In Itô calculus we track contributions up to order $dt$.
Although ordinary calculus would ignore second-order terms, in stochastic calculus
the term $(dB_t)^2$ is of order $dt$, not negligible.
To see this:
$$ dB_t \approx B_{t+\Delta t} - B_t \sim \mathcal{N}(0, \Delta t). $$
Let $Z_{\Delta t} \sim \mathcal{N}(0, \Delta t)$.
Then $(dB_t)^2$ behaves like $Z_{\Delta t}^2$ and
$$ \mathbb{E}[Z_{\Delta t}^2] = \Delta t. $$
Next compute the variance:
$$ \mathrm{Var}(Z_{\Delta t}^2) = \mathbb{E}[Z_{\Delta t}^4] - (\Delta t)^2. $$
The fourth moment of a normal is
$$ \mathbb{E}[Z_{\Delta t}^4] = 3 (\Delta t)^2, $$
so
$$ \mathrm{Var}(Z_{\Delta t}^2) = 3(\Delta t)^2 - (\Delta t)^2 = 2(\Delta t)^2. $$
As $\Delta t \to 0$,
- the mean is order $\Delta t$,
- the standard deviation is order $(\Delta t)$,
so the fluctuation shrinks faster than the mean.
Thus $(dB_t)^2$ has a deterministic first-order contribution $\approx dt$.

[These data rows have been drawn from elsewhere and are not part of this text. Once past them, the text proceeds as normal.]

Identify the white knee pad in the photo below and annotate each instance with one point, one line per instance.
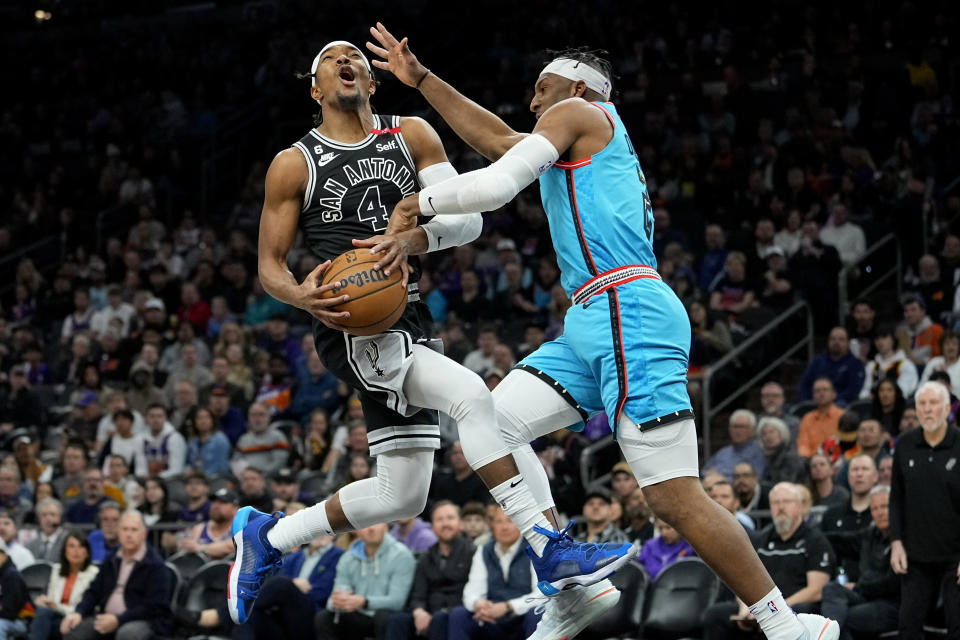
(477, 425)
(398, 491)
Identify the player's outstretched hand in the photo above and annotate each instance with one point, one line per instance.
(397, 57)
(312, 301)
(404, 215)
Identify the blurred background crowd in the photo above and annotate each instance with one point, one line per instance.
(803, 168)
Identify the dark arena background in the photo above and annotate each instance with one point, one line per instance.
(802, 161)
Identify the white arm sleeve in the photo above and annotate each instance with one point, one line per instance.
(494, 186)
(444, 233)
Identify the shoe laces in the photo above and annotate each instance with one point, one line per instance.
(561, 603)
(561, 537)
(564, 539)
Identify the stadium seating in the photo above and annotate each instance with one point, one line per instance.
(686, 586)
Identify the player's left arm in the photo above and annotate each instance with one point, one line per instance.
(432, 167)
(562, 127)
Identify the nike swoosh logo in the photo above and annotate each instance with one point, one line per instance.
(324, 161)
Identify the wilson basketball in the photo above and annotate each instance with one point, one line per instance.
(376, 300)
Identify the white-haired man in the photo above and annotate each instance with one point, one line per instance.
(925, 513)
(743, 446)
(798, 557)
(338, 184)
(625, 345)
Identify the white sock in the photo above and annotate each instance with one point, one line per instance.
(300, 528)
(518, 503)
(776, 619)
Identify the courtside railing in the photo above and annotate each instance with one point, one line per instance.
(881, 262)
(782, 331)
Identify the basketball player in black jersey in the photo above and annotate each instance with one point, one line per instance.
(339, 183)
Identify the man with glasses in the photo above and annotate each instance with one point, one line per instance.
(798, 558)
(20, 405)
(772, 399)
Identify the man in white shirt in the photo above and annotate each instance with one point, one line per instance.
(126, 444)
(116, 308)
(500, 590)
(164, 448)
(189, 369)
(19, 554)
(481, 358)
(50, 538)
(106, 428)
(844, 236)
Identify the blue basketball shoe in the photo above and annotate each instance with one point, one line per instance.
(567, 563)
(256, 560)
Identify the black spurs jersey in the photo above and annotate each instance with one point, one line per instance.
(353, 188)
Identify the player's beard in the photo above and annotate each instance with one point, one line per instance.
(350, 102)
(782, 524)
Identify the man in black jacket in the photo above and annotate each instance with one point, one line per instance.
(132, 591)
(13, 596)
(925, 514)
(438, 582)
(870, 605)
(844, 524)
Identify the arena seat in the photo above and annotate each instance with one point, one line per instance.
(187, 563)
(313, 483)
(177, 580)
(802, 408)
(626, 618)
(686, 585)
(176, 490)
(221, 481)
(37, 576)
(863, 408)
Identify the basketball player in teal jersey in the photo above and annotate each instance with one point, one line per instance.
(339, 182)
(626, 337)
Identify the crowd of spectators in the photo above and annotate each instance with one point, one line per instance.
(144, 370)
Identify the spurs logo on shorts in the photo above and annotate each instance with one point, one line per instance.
(372, 352)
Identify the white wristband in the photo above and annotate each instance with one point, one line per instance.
(491, 187)
(447, 232)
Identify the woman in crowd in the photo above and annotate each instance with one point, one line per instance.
(69, 578)
(948, 361)
(888, 406)
(824, 490)
(890, 363)
(208, 449)
(783, 463)
(317, 453)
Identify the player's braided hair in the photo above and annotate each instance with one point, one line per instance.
(591, 57)
(318, 116)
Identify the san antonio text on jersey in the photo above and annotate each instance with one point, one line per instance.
(353, 188)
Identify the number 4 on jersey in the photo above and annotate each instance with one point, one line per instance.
(372, 210)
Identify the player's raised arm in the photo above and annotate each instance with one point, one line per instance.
(286, 180)
(439, 233)
(485, 132)
(560, 127)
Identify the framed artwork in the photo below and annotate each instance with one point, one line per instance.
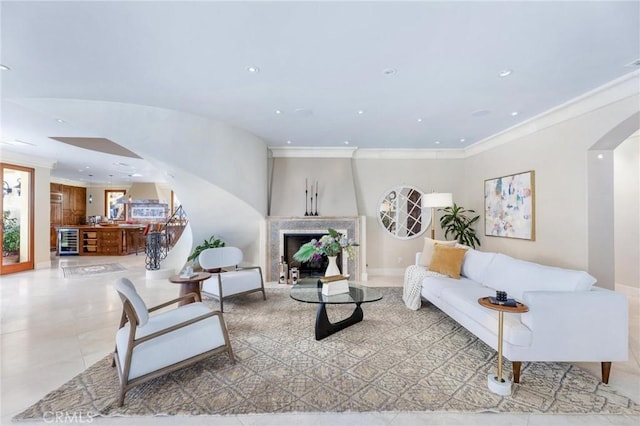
(509, 206)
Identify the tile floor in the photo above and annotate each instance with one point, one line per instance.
(53, 328)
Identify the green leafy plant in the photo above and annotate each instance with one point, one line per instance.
(456, 221)
(328, 245)
(10, 234)
(212, 242)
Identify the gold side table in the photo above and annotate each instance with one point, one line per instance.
(498, 384)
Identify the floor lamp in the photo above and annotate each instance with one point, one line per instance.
(436, 200)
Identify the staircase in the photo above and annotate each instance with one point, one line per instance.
(161, 237)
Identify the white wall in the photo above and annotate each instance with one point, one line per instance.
(627, 212)
(220, 172)
(336, 191)
(559, 155)
(387, 255)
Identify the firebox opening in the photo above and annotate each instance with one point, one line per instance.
(292, 243)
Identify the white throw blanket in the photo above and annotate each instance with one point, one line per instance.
(413, 276)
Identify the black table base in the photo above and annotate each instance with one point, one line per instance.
(324, 328)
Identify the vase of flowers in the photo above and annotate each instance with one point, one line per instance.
(330, 245)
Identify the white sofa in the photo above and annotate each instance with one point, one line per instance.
(569, 319)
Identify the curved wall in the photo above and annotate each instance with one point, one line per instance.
(218, 172)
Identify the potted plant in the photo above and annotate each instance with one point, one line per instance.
(456, 222)
(212, 242)
(330, 245)
(10, 235)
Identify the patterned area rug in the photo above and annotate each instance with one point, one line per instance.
(394, 360)
(83, 271)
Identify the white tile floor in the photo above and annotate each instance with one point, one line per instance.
(53, 328)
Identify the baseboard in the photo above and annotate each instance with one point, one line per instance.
(628, 290)
(386, 272)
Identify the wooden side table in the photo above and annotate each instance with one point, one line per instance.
(190, 285)
(497, 384)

Given this, the discrete Itô expansion looks like:
$$ f(B_{t+\Delta t}) = f(B_t) + f’(B_t)\,\Delta B_t + \frac{1}{2} f’’(B_t)\, (\Delta B_t)^2 + o((\Delta t)^2). $$
Since $(\Delta B_t)^2 \approx \Delta t$, this becomes
$$ f(B_{t+\Delta t}) - f(B_t) = f’(B_t)\,\Delta B_t + \frac{1}{2} f’’(B_t)\, \Delta t. $$
Passing to differential notation:
$$ df = f’(B_t)\, dB_t + \frac{1}{2} f’’(B_t)\, dt. $$
This shows that $df$ has drift term $\tfrac12 f’’(B_t)$ and diffusion term $f’(B_t)$.
Finally, note that
$$ dB_t\,dt \approx 0, $$
because $\Delta B_t \sim \mathcal{N}(0, \Delta t)$ gives $\Delta B_t \cdot \Delta t$ of order $(\Delta t)^{3/2}$, which is smaller than order $dt$.